Mitchell L. Walker


Mitchell Lynn Walker is an American gay activist and Jungian psychologist who has written many influential articles and books on gay-centered psychology.

Biography

Walker enrolled at the University of California, Los Angeles where he saw a therapist who tried to persuade him to not be gay. Although Walker rejected the therapist he did get "an invaluable introduction to inner work, to the techniques of dream analysis, and to other tools of psychological investigation." Walker transferred to the Berkeley campus and majored in psychology. He became more outspoken on gay issues and became one of the first to join the Berkeley Free Clinic's Gay Men Collective. After graduation he worked on a master's-level in psychology at San Francisco's Lone Mountain College focussing on same-sex love from Jung's "archetypal perspective" using the basis that archetypes are "primal indwelling sources after which behavior is patterned and images are perceived." In 1974 Walker had a realization that same-sex love was archetypal, not "a mere accident or adaption," answering the question if one was born gay or does gayness come from social experience. His revelation led to his master's thesis "discussing the then unheard-of topic of gay depth psychology."

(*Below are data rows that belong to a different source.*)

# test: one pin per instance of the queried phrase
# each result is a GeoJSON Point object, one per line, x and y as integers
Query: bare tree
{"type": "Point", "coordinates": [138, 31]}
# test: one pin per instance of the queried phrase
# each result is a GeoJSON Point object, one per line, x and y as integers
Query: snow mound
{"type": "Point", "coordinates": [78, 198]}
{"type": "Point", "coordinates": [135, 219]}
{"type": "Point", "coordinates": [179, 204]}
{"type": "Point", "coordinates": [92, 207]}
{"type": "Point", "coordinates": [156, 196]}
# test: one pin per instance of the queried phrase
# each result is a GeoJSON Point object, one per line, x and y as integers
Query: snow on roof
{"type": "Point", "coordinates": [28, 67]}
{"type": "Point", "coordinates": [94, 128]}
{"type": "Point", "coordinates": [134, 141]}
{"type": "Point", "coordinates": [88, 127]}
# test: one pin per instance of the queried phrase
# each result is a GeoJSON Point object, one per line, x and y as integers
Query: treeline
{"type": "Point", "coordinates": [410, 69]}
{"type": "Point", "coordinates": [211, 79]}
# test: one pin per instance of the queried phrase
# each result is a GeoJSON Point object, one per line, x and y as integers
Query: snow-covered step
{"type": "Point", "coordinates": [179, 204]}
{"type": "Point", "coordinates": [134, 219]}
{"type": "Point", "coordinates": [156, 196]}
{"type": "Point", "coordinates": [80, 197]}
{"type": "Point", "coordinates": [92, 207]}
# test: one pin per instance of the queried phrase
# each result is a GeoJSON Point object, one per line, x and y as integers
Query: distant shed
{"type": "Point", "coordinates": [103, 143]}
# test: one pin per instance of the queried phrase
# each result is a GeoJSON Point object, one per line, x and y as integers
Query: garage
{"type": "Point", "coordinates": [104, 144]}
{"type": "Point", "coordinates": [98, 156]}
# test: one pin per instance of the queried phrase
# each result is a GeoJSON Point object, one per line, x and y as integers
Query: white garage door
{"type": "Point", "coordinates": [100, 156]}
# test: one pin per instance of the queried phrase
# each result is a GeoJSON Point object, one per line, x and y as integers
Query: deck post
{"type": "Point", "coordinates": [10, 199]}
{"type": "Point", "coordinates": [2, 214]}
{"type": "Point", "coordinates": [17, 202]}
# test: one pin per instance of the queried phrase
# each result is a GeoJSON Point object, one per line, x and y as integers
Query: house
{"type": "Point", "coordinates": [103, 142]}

Walker was the first openly gay writer to be published in the formal Jungian literature, for his paper, "The Double: An Archetypal Configuration," appeared in Spring in 1976. followed by "Jung and Homophobia," published in Spring in 1991. He is also the author of Men Loving Men: A Gay Sex Guide & Consciousness Book - which was involved in an obscenity-importing case in England - and Visionary Love: A Spirit Book of Gay Mythology and Transmutational Faerie.
In 1979, Walker co-created with activists Harry Hay, John Burnside, and Don Kilhefner the first gay-centered spiritual movement, the Radical Faeries, a loosely affiliated, worldwide network and counter-cultural movement seeking to reject hetero-imitation and redefine queer identity through spirituality.
In 1987 Walker received a Ph.D. in psychology with the dissertation, A Uranian Conjunction: The Individual Model of C. G. Jung as Applied to Gay Men. He has continued lecturing, teaching and running a private practice in Los Angeles.